Pippin thus concludes with a spirited defense of the “naïve reading” that no one has, in fact, attacked: “If being happy to remain engrossed in the richness of such interpretive possibilities is ‘naïve,’ then so be it.” The scare quotes around “naïve” sound a strange note: for Pippin is the one who, earlier in the essay, coined the phrase (“Call this a plea for a place for ‘naïve reading’ . . . an appreciation and discussion not mediated by a theoretical research question recognizable as such by the modern academy”). The defensiveness of that gesture sends shock waves throughout the essay.

I don’t know a thing about Pippin’s political affiliations, if any. (In fact I know little about him in general, except for this essay and two top-ten movie lists he published in the UofC magazine.)
But I’m suspicious of your trying to impute some sort of Tea Party connection. That seems off the mark and unnecessary. I’m guessing that someone who’s spent his career dissecting German idealism, a ridiculously difficult body of thought to grapple with, would have much sympathy with a self-consciously anti-intellectual movement.
And indeed, I just looked at his list of publications and found this:
http://voices.washingtonpost.com/political-bookworm/2010/06/tea_party_as_western_movie.html
He compares the tea party image of America to the mythology presented in Westerns and writes:
“But one way of saying what is misguided and dangerous about such a mythic self-image (the “real” America) is that this is all a facile, even a puerile understanding of these films (and so a facile understanding of what the United States faces as the problem of its union).”
Not exactly Christine O’Donnell.
I wouldn’t want you or anyone to take that one parenthetical aside more seriously than it was meant. And I don’t want to conflate “literary” with “real” politics: one can be a political liberal and a hermeneutical conservative: I know lots of ‘em. I think Pippin’s literary politics are retrograde, clearly; the Tea Party structural analogy was meant to underscore that, and nothing more. I don’t suspect he can see Russia from his house.

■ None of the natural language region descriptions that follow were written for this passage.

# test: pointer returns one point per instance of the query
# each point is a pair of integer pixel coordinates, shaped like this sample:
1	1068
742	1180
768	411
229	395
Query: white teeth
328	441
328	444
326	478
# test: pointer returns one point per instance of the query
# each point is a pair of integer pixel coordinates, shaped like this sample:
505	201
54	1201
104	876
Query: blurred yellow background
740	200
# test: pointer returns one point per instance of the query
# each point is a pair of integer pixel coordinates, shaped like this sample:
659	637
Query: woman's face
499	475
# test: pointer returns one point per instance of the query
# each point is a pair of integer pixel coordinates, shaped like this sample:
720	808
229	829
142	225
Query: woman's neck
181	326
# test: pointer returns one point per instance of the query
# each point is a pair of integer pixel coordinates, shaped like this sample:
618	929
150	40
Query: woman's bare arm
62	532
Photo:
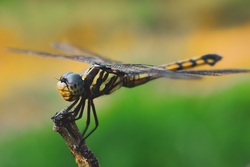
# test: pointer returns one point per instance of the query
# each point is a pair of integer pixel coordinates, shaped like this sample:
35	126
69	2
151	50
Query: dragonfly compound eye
70	86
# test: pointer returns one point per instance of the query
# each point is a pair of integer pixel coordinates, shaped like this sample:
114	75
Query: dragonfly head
70	86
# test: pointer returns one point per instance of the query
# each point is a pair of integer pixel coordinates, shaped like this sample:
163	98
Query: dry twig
65	125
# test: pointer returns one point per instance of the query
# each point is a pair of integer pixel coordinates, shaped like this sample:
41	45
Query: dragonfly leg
72	105
90	105
88	119
80	109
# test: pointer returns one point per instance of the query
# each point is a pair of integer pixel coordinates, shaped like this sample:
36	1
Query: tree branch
65	125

Well, I’m glad to hear that! I guess the remark sounded more serious to me than you intended it to. I’m not carrying any water for Pippin, just don’t want the brush to get too wide, if you know what I mean.
From my house, I can see the parking area in front of my house. Quite a view it is, too.

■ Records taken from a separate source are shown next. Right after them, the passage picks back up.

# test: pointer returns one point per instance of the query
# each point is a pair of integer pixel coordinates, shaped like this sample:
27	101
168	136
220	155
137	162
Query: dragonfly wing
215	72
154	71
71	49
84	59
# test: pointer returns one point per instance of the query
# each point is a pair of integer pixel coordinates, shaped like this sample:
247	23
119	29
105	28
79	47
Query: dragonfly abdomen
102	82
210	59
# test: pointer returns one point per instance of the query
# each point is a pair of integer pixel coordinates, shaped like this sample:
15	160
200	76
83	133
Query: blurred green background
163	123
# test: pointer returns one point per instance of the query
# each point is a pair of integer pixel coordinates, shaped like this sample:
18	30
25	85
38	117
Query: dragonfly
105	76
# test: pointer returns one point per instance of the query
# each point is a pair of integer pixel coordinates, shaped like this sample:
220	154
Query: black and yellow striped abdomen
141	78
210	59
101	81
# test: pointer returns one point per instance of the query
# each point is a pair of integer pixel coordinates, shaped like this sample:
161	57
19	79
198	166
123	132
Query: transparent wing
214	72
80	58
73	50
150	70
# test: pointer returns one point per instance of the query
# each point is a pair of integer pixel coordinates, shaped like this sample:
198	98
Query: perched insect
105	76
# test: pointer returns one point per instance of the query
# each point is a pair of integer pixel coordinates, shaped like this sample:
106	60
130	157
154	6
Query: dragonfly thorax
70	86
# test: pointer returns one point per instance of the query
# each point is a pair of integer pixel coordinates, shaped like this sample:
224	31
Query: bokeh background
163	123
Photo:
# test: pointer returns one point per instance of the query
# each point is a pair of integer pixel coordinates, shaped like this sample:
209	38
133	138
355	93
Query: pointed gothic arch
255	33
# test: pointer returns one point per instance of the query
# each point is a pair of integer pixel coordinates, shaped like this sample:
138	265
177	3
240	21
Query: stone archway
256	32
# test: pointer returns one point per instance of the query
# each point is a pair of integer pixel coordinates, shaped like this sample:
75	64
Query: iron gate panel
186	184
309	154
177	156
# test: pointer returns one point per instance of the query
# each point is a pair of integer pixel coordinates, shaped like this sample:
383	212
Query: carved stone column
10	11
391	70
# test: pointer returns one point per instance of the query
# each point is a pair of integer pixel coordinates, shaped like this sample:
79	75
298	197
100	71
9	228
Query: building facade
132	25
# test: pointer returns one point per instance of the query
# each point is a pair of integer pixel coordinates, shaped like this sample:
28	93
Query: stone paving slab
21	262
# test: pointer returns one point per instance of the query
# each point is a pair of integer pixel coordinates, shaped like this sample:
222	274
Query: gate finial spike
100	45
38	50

I agree that the Tea Party allusion was dubious and unnecessary. But then I’m sure you knew I would. (call it Quixotic if you will, but my ultimate goal is to cure Kevin of his unfortunate anti-conservative literary Tourette’s.)

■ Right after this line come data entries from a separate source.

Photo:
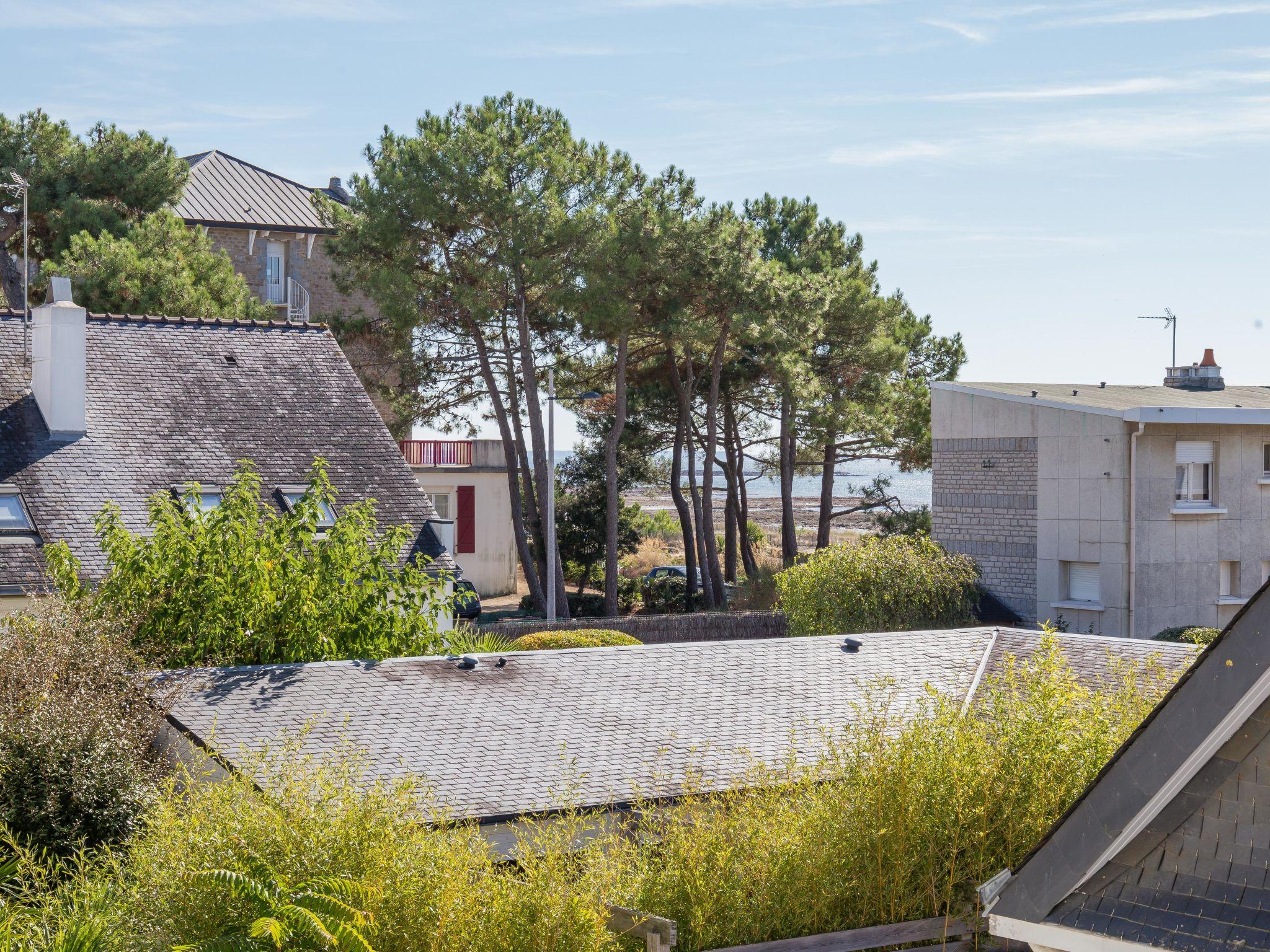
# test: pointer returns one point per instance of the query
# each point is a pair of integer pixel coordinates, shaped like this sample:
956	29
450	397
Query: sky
1034	175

Checked out the WaPo link Ken A. was kind enough to provide, but finished the piece quite certain Pippin hadn’t made his larger point. When he states broadly and pessimistically that:
“..,the first founding essentially failed. The great experiment didn’t work;” and maintains the Tea Party ethos is against the “transition from a state of lawlessness, ruthless self-interest, and terrifying uncertainty, the “state of nature,” to a political order, the rule of law and the surrender of one’s right to decide everything in one’s own case.” he risks being accused of the same “facile, even puerile” understanding of history and politics that he sees and decries in the Palin/TP crowd.
Whatever one thinks of it as an organization, the Tea Party’s foundational principles are not incongruent with political order and the rule of law. Nor is it promoting a retrograde anti-democratic agenda. To suggest otherwise will not place you in the same intellectual company as Christine O’Donnell – in fact, it may not take you much higher than the level of an Alvin Greene.